We’ll just power through with what we’re doing for the next few weeks. We’re so stretched with the presidential and V.P. debates, along with the Florida senate and in our network of 18 state partners where we’re really involved. We try to help them cover their own races as best as we can on top of national stuff, so it’s been crazy.

On your site’s “Who Pays for PolitiFact?” page, I see grants and foundations mentioned. How does funding work?

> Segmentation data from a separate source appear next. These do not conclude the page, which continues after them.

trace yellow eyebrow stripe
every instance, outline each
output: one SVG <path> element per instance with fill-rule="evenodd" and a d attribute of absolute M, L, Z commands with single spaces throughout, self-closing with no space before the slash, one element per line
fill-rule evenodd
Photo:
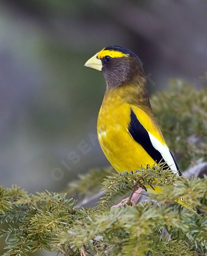
<path fill-rule="evenodd" d="M 110 56 L 112 58 L 116 58 L 123 57 L 124 56 L 128 56 L 129 54 L 123 53 L 121 52 L 111 50 L 105 50 L 103 49 L 99 52 L 98 55 L 98 59 L 102 59 L 105 56 Z"/>

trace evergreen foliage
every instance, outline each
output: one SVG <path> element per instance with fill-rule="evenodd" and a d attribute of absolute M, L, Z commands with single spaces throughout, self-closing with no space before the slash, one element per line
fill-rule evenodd
<path fill-rule="evenodd" d="M 206 159 L 207 90 L 175 79 L 151 103 L 185 170 Z M 67 195 L 28 194 L 16 186 L 0 186 L 4 256 L 27 255 L 39 248 L 74 256 L 207 255 L 207 177 L 177 177 L 163 166 L 147 166 L 134 173 L 97 169 L 73 182 Z M 104 195 L 95 207 L 78 207 L 68 197 L 94 195 L 101 183 Z M 111 208 L 117 198 L 155 185 L 162 186 L 162 193 L 148 190 L 144 202 Z M 176 202 L 180 199 L 182 207 Z"/>

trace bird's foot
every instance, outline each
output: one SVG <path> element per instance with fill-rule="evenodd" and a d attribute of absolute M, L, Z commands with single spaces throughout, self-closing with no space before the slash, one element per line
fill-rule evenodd
<path fill-rule="evenodd" d="M 124 205 L 124 204 L 131 205 L 132 203 L 135 204 L 136 204 L 140 196 L 142 194 L 142 192 L 143 190 L 144 189 L 142 188 L 139 188 L 134 192 L 132 192 L 130 196 L 123 199 L 120 203 L 116 204 L 115 205 L 113 205 L 111 208 L 116 208 L 117 207 Z"/>

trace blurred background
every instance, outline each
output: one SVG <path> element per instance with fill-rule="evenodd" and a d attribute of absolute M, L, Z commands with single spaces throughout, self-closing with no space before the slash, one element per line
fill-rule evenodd
<path fill-rule="evenodd" d="M 207 70 L 205 2 L 1 0 L 1 184 L 58 191 L 108 165 L 96 132 L 105 81 L 84 63 L 120 45 L 142 61 L 150 95 L 170 77 L 195 82 Z"/>
<path fill-rule="evenodd" d="M 197 1 L 2 0 L 1 184 L 59 191 L 109 164 L 96 137 L 105 89 L 84 67 L 105 47 L 142 60 L 150 95 L 207 70 L 207 5 Z"/>

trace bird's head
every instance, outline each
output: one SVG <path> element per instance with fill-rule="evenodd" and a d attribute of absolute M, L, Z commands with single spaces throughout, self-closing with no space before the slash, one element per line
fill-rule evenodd
<path fill-rule="evenodd" d="M 123 46 L 111 45 L 96 53 L 85 64 L 103 73 L 107 91 L 139 81 L 145 81 L 142 64 L 135 53 Z"/>

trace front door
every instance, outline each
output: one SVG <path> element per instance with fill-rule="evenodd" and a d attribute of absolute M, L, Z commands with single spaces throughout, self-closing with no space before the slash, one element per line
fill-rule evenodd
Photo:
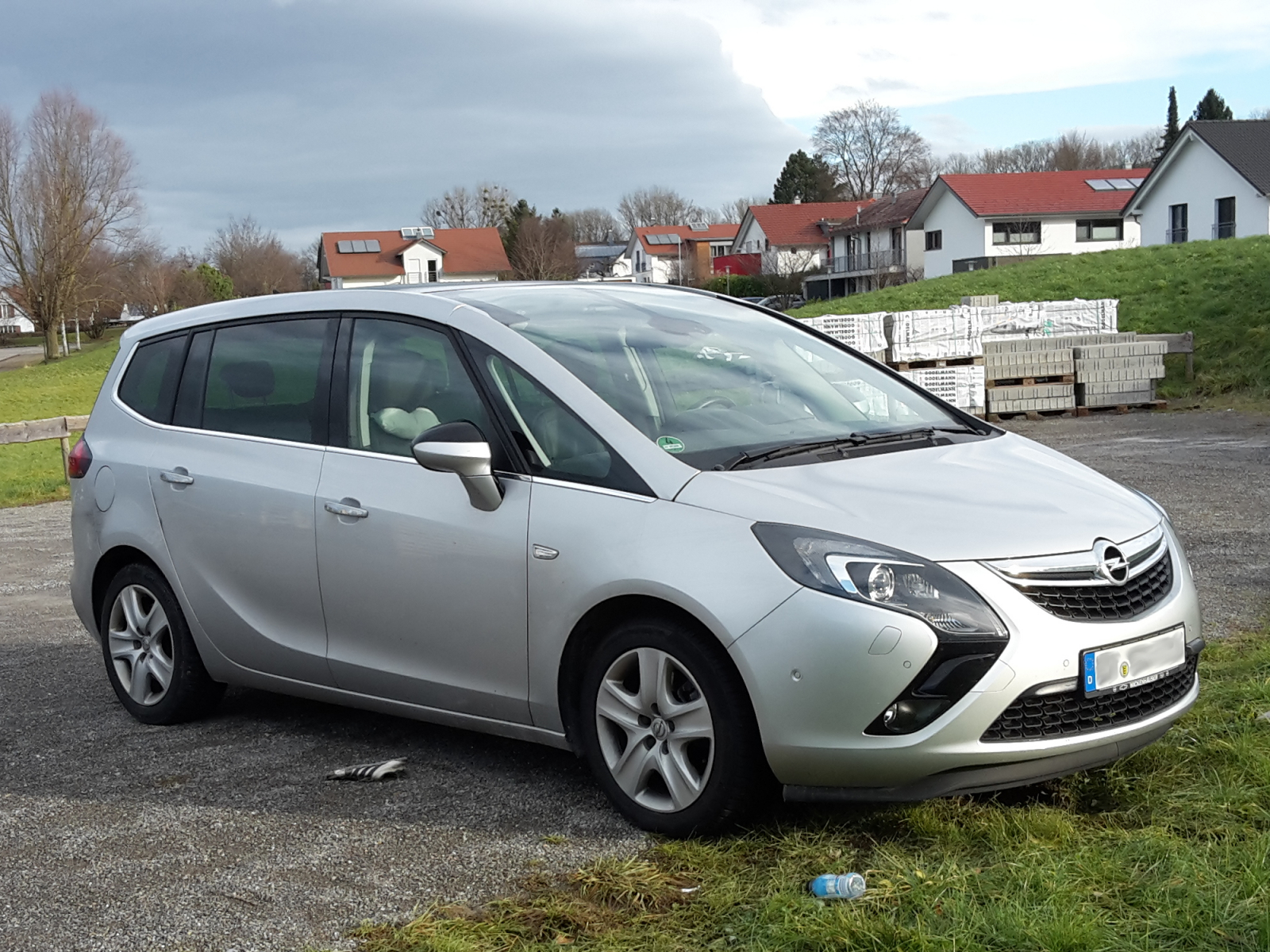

Without the [Tampa Bay] Times, we would not have been able to grow as we have. That said, we’re trying to move in the direction of finding revenue from big foundations that have an interest in democracy and truth in politics. Grant-writing and finding people who believe in our mission are really important. It’s hard to build as a startup, but I see new online [journalism] groups like Reboot Illinois and our partner Billy Penn in Pennsylvania making it work.

We’ve never asked readers to pay for access to our regular content, but we’ve done two crowd-funding drives. In 2015, we raised around $20,000 on Kickstarter with the goal of live-annotating the State of the Union. In doing that, we wanted to add a new product to fact-checking that we thought people would be excited about.

We’ve definitely had our work amplified by crowdfunding, but we couldn’t exist solely on it. Grants and our TV partnership with NBC have been really helpful this year to do our work.